Il CD ha i seguenti compiti:

• sottoporre all’approvazione dell’Assemblea i bilanci preventivo e consuntivo annuali;

• predisporre il programma generale da sottoporre all’Assemblea ordinaria

• determinare il programma di lavoro in base alle linee di indirizzo contenute nel programma generale approvato dall’Assemblea ordinaria, promuovendone e coordinandone l’attività e autorizzandone la spesa

• deliberare, secondo quanto dispone l’art 5 del presente statuto, l’esclusione di un socio

• ratificare nella prima seduta successiva, i provvedimenti di propria competenza adottati dal Presidente per motivi di necessità e di urgenza.

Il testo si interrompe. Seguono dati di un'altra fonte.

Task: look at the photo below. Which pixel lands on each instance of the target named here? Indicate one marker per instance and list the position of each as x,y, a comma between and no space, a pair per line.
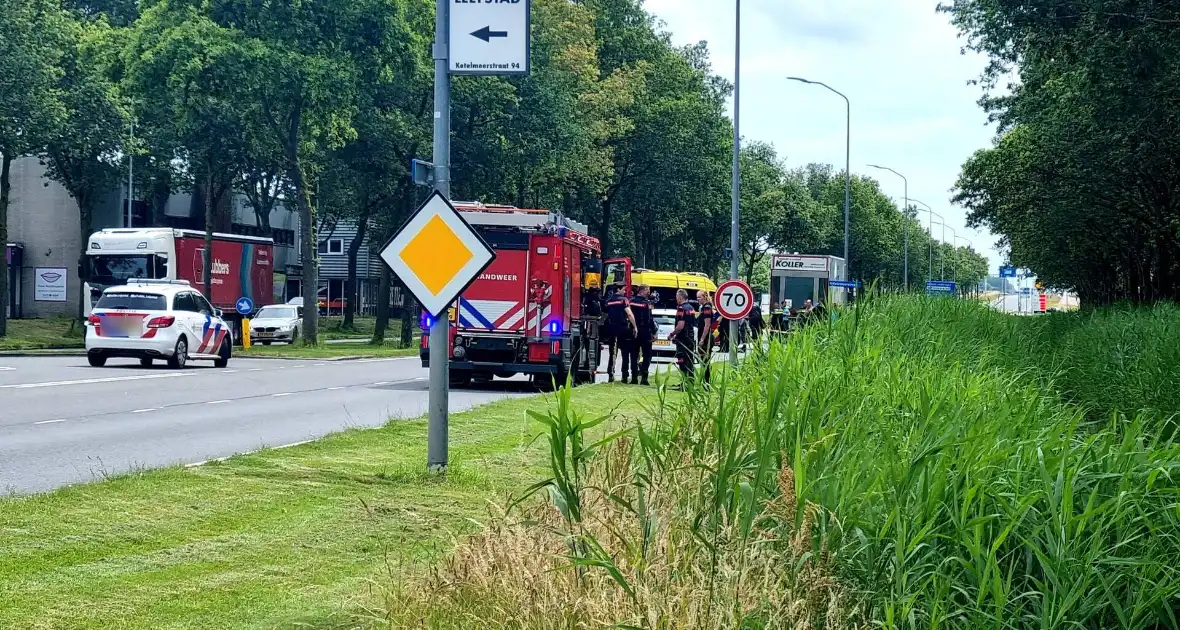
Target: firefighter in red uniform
684,335
620,330
707,321
644,333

In caso di cessazione dalla carica di uno o più consiglieri, il CD provvede alla loro surrogazione nominando i primi non eletti secondo i voti ottenuti in assemblea. Nel caso di cessazione di più della metà dei consiglieri, il Presidente deve convocare l’Assemblea ordinaria per la rielezione dell’intero CD.

 

ART 14 Il Presidente dell’Associazione è eletto dal CD tra i suoi membri a maggioranza di voti e può essere rinnovato nel suo incarico per non più di due mandati consecutivi.

Il medesimo candidato può sempre essere rieletto dopo l’interruzione minima di un mandato.

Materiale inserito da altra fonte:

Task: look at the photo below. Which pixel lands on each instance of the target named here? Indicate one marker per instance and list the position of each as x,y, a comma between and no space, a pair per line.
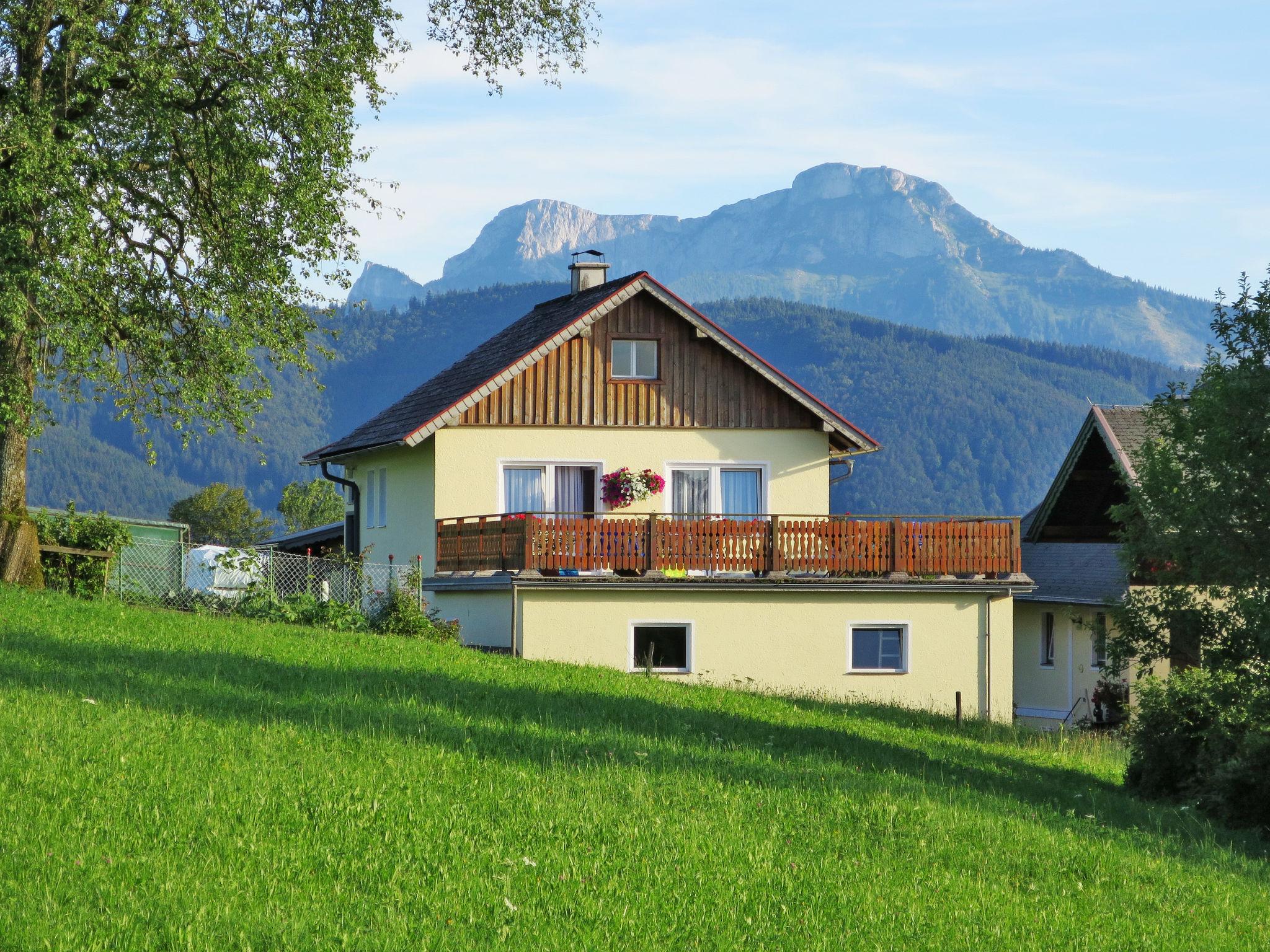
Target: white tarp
223,571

Presiede l’Assemblea ordinaria e straordinaria e lo stesso CD. Il Presidente dura in carica quanto il CD e cessa dalla stessa per scadenza del mandato, per dimissioni volontarie o per eventuale revoca decisa dall’Assemblea ordinaria. Il Presidente rappresenta legalmente l’Associazione nei confronti di terzi ed in giudizio e svolge l’ordinaria amministrazione sulla base delle direttive impartite dall’Assemblea e dal CD. In caso di necessità ed urgenza può compiere atti di straordinaria amministrazione che devono essere ratificati dal CD nella prima riunione successiva. Il Presidente riferisce al CD in merito all’attività compiuta.

 

ART 15 Il Segretario dell’Associazione è eletto dal CD tra i suoi membri e dura in carica due anni ed è rieleggibile. Esso è tenuto ad adempiere ad ogni incombenza amministrativa, compresa la tenuta dei libri sociali e d’amministrazione. I registri e gli atti dell’Associazione sono pubblici e devono essere conservati presso la sede sociale.

 

ART 16 Lo scioglimento dell’Associazione è deliberato dall’Assemblea straordinaria con il voto favorevole di 2/3 dei soci.

 

ART 17 Il patrimonio dell’Associazione, in caso di suo scioglimento per qualunque causa, deve essere devoluto ad altre organizzazioni non lucrative di utilità sociale o a fini di pubblica utilità, sentito l’organismo di controllo di cui all’articolo 3, comma 190, della legge 23 dicembre 1996, n. 662 (Agenzia per le organizzazioni non lucrative di utilità sociale istituita con decreto del Presidente del Consiglio dei Ministri 26 settembre 2000). La perdita di qualifica di ONLUS è equiparata allo scioglimento.

 

ART 18 Per quanto non previsto dal presente statuto valgono le norme di legge vigenti in materia.